BRUXELLES – Non c’è pace per i porti, specialmente quelli nazionali: alle prese, tra i cento problemi creati dalla crisi internazionale, anche dagli interventi  della commissione UE che dovrebbe facilitare il trading e invece minaccia ricadute pesantissime come l’ETS specie sui porti del Mediterraneo.

Su queste colonne ne abbiamo parlato spesso, specie sui danni paventati per il grande porto di transhipment di Gioia Tauro. Oggi si legge sul notiziario “inforMare”, sempre molto attento, un’analisi sui contributi inviati nell’ambito della consultazione con gli stakeholder su questo tema lanciata dalla Commissione Europea e conclusasi il 18 settembre. Anche i porti di transhipment settentrionali dell’UE rischiano di perdere competitività rispetto agli hub di transhipment di nazioni vicine, probabilmente però in misura minore rispetto ai porti sudeuropei.

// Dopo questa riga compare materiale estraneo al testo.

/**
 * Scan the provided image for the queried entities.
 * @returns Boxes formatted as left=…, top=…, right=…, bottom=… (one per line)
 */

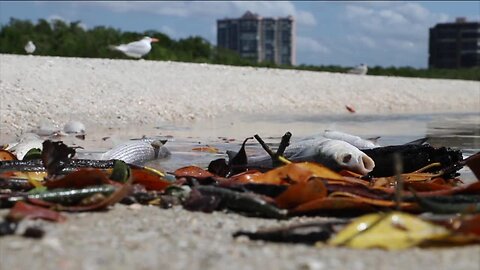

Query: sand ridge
left=0, top=54, right=480, bottom=136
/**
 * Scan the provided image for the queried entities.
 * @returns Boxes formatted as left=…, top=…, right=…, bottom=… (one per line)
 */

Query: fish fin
left=365, top=136, right=381, bottom=144
left=403, top=137, right=428, bottom=145
left=227, top=150, right=238, bottom=160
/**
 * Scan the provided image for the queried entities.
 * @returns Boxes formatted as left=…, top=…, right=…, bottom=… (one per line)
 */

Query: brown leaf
left=0, top=149, right=17, bottom=160
left=251, top=162, right=344, bottom=185
left=173, top=166, right=215, bottom=179
left=45, top=169, right=116, bottom=189
left=275, top=178, right=327, bottom=209
left=7, top=201, right=66, bottom=222
left=132, top=169, right=170, bottom=191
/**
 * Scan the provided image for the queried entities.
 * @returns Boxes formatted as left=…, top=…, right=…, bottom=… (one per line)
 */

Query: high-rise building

Quanto basta per renderli anch’essi attenti al problema.

Le proposte di emendamento alla direttiva volte a scongiurare questo rischio sono quasi tutte incentrate su due alternative: la prima – scrive ancora “inforMare” prevalente rispetto all’altra, prevede l’esclusione dalla definizione di “porti di scalo”, ovvero di quei porti dove le navi scaricano o caricano le merci, delle toccate di navi portacontainer in un porto di transhipment sia che questo sia situato in una nazione limitrofa all’UE o in una nazione UE.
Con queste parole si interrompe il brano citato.